Data: 2011-06-06 12:39:47
Temat: Re: Kosa elektryczna
Od: robercik-us <r...@p...onet.pl>
Pokaż wszystkie nagłówki
Użytkownik Andrzej Ława napisał:
> Elektryczne to są raczej "podkaszarki" tylko na żyłkę.
>
Owszem, ale te małe, większe mają już po 1000 W i mocą dorównują średnim
spalinowym... jakieś 1,3 KM.
> Na "kilkaset" (200m2) może starczy.
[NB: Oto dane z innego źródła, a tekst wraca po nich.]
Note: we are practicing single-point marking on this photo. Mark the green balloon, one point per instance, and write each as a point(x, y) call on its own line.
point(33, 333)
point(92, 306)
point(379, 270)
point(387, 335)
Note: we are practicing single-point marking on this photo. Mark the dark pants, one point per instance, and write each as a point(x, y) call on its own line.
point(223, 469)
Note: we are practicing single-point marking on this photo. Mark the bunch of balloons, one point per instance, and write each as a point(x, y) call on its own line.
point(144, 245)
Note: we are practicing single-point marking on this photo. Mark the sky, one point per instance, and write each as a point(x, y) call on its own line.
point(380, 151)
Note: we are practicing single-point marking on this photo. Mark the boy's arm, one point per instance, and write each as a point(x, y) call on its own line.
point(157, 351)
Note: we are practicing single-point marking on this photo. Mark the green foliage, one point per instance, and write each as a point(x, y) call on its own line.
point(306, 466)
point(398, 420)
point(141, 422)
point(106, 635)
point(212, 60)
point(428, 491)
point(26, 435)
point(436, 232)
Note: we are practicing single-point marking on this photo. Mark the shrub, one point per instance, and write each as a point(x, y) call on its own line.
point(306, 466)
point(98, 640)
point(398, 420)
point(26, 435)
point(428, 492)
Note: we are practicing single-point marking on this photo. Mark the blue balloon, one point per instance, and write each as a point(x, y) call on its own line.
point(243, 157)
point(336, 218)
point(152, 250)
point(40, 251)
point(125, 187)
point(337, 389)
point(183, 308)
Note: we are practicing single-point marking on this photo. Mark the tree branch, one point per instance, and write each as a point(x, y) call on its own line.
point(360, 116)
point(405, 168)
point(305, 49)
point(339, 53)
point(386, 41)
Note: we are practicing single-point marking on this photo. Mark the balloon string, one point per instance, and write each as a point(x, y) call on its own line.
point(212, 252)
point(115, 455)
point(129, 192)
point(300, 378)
Ale na większy teren sugerowałbym
> coś mocniejszego - spalinową z możliwością zastosowania tarczy do koszenia.
>
No o to chodzi, że nie chcę spalinowej...
- hałas
- smród
- babranie się z benzynami i olejami
- wysokie koszty eksploatacji
- znacząco wyższa cena
> I wtedy strategia wygląda tak - zakamarki (przy murze, ogrodzeniu itepe)
> żyłką, a większe płaszczyzny - tarczą.
Wziąłem makitę... zobaczymy jak się będzie sprawować.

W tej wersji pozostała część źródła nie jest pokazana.